The electrical operation of semiconductor devices is based on the flow of mobile charges (electrons and holes) inside the device. In general, this flow of electrons and holes is a response to the external voltages applied to the device terminals. The fundamental equations describing the transport of the charge carriers are in general very complex, and their full numerical solution for modern semiconductor devices is often not feasible even when supercomputers are employed. Therefore, we conduct research on suitable models, approximations, and simplifications which retain enough accuracy at moderate numerical costs. These transport models are the foundation of TCAD codes, which shed light on many phenomena otherwise not known and unable to be studied by characterization alone. These simulation studies ultimately enable the design of consistently scaled semiconductor devices which are faster, more reliable, and more energy-efficient than their predecessors.
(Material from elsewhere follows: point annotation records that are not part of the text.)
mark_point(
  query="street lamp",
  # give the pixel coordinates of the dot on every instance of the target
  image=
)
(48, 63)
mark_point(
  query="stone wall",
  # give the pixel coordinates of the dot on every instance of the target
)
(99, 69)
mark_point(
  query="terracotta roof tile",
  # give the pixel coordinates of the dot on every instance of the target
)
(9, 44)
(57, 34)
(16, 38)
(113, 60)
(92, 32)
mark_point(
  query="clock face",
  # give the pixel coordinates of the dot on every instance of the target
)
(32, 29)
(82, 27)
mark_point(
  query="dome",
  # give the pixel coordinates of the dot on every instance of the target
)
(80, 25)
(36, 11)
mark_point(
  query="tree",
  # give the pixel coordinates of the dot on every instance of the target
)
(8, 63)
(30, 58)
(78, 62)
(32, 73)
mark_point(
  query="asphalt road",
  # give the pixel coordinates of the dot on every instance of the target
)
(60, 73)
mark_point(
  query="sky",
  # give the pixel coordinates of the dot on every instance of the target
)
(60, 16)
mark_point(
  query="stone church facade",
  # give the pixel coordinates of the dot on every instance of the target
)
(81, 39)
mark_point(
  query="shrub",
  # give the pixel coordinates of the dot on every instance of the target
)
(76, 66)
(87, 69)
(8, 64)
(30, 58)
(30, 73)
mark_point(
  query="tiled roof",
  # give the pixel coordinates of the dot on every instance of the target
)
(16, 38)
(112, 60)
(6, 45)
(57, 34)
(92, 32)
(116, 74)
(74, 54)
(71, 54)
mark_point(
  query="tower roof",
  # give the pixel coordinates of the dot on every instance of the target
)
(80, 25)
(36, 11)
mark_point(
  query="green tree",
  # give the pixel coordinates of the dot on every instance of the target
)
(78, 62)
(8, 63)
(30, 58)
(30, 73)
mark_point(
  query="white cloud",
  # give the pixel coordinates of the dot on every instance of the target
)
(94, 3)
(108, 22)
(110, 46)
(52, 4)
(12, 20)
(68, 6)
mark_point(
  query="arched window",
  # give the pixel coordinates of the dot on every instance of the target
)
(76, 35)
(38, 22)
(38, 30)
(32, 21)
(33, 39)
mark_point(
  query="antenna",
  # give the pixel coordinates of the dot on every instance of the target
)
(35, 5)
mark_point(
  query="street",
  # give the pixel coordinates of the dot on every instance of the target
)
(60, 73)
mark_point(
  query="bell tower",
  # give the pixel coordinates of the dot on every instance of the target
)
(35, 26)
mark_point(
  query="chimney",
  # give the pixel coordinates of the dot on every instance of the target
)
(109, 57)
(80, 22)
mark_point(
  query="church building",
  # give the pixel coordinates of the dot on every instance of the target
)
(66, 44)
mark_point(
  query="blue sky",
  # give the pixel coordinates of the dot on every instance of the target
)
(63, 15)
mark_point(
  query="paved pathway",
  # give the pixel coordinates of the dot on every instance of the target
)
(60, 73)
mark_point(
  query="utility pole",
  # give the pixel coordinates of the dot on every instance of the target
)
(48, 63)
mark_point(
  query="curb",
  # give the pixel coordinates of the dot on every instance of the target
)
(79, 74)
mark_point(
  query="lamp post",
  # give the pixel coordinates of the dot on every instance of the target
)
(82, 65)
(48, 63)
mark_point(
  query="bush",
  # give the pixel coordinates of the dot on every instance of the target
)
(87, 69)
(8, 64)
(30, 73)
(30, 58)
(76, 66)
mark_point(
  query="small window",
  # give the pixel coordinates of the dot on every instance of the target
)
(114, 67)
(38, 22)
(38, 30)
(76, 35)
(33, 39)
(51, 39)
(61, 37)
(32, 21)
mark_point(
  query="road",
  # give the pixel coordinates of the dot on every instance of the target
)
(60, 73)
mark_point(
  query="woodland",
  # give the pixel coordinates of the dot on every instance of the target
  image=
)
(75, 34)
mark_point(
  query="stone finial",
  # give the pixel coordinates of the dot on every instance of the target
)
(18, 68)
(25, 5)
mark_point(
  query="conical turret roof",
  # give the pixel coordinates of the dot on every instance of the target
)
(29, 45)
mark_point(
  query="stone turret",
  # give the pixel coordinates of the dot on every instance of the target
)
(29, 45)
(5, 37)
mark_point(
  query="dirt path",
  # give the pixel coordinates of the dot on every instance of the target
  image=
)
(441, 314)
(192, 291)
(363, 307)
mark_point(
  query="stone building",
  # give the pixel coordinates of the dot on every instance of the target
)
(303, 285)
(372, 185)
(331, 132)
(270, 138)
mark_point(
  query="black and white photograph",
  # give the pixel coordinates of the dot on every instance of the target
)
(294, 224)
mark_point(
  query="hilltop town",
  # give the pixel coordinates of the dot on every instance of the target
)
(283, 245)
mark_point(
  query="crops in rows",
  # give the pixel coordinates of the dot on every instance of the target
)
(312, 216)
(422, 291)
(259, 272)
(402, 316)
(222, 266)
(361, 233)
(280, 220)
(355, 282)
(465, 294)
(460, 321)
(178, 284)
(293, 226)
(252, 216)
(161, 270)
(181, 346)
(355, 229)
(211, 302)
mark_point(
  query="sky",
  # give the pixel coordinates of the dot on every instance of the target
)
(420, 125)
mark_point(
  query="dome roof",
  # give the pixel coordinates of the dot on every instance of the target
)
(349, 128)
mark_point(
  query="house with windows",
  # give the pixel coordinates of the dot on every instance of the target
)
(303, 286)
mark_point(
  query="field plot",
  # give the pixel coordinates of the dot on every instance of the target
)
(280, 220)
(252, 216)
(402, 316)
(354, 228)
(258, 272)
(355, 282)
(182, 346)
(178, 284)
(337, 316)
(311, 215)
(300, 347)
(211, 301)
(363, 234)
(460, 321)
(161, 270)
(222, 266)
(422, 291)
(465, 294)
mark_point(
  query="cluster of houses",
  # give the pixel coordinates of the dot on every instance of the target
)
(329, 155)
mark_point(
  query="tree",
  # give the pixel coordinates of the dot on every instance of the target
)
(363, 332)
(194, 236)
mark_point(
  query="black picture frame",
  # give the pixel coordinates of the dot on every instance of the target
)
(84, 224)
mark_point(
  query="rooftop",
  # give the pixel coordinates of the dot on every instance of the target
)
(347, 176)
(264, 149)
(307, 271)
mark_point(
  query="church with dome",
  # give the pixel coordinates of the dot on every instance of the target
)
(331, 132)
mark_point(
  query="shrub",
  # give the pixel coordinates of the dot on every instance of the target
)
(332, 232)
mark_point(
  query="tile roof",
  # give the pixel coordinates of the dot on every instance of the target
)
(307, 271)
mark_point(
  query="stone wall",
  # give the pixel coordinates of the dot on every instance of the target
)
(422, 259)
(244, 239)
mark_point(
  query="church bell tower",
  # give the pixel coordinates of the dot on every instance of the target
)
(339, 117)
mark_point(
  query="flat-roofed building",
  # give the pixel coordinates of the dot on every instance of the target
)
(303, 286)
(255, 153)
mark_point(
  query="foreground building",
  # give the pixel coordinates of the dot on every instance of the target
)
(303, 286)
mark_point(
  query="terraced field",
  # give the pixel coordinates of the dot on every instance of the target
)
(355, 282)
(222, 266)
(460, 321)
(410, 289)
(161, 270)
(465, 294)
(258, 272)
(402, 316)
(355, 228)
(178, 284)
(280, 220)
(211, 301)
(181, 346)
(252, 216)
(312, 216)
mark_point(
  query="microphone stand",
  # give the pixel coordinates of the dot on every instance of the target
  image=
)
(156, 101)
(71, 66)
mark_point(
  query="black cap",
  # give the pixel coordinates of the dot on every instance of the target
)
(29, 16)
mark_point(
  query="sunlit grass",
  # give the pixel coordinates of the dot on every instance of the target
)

In the semi-classical transport picture, electrons and holes are treated as point-like particles whose collective behavior is described by the seven-dimensional Boltzmann equation (BE). Transport models of reduced complexity are derived by calculating the moments of the BE. At the lowest order, the drift-diffusion model is obtained, being the workhorse of classical device TCAD. Energy transport models and approximations of higher order account for carrier heating effects. However, modeling higher-order moments remain a numerical challenge.
Particularly for nano-scale devices, a complete solutions of the BE must be sought. Spherical harmonics expansion of the distribution function has proven to give an excellent compromise between accuracy and efficiency. In particular, full-band effects and various scattering rates (including the notorious impact ionization and carrier-carrier scattering) can be included in the description with minimal loss of accuracy. Various challenges remain and research into this area is ongoing.
Monte Carlo solutions of the BE allow for the inclusion of very detailed physical models of the band structure and the various scattering processes. With the backward Monte Carlo method the time for computing the device characteristics is drastically reduced. Current research addresses novel algorithms that deal with the nonlinearity of the scattering operator in the case of carrier-carrier scattering and with variance reduction techniques.
Effects originating from the quantum mechanical nature of carriers play an important role in nanoelectronic devices and require appropriate modeling. The non-equilibrium Green’s function (NEGF) method has become the de facto standard for device simulation at the nanoscale. It owes this prominence to both its entirely quantum mechanical formulation of carrier transport and its expandability to a variety of interaction effects such as carrier scattering with phonons and defects, interaction with radiation, or spin polarization. Carrier tunneling, quantum confinement, and Fermi-Dirac statistics are intrinsically included. This high level of physical modeling accuracy, however, comes at the expense of high computational cost. Research is focusing on the development of efficient algorithms for dissipative quantum transport, parallel algorithms, and high-performance computing methods. For TCAD applications, numerical solutions of the NEGF equations on an unstructured mesh are required.
The Wigner formalism extends many classical concepts and provides a phase space formulation of quantum mechanics. A transport equation which combines the coherent Wigner equation with the Boltzmann scattering operator describes the decoherence effects caused by the environment. This equation bridges the gap between full quantum transport and classical transport.
Current activities include the development of a magnetic field aware Wigner model. The theory relies on the Weyl-Stratonovich transform for obtaining an invariant formulation under a general electromagnetic gauge. We apply the Wigner model to novel quantum processes, in particular for the emerging area of entangletronics. Entangletronics unifies methods and principles for electron state control and engineering, aiming to create quantum states with given desired properties. Development of ViennaWD, in particular the Wigner Ensemble Monte Carlo simulation code based on a signed particle approach is ongoing.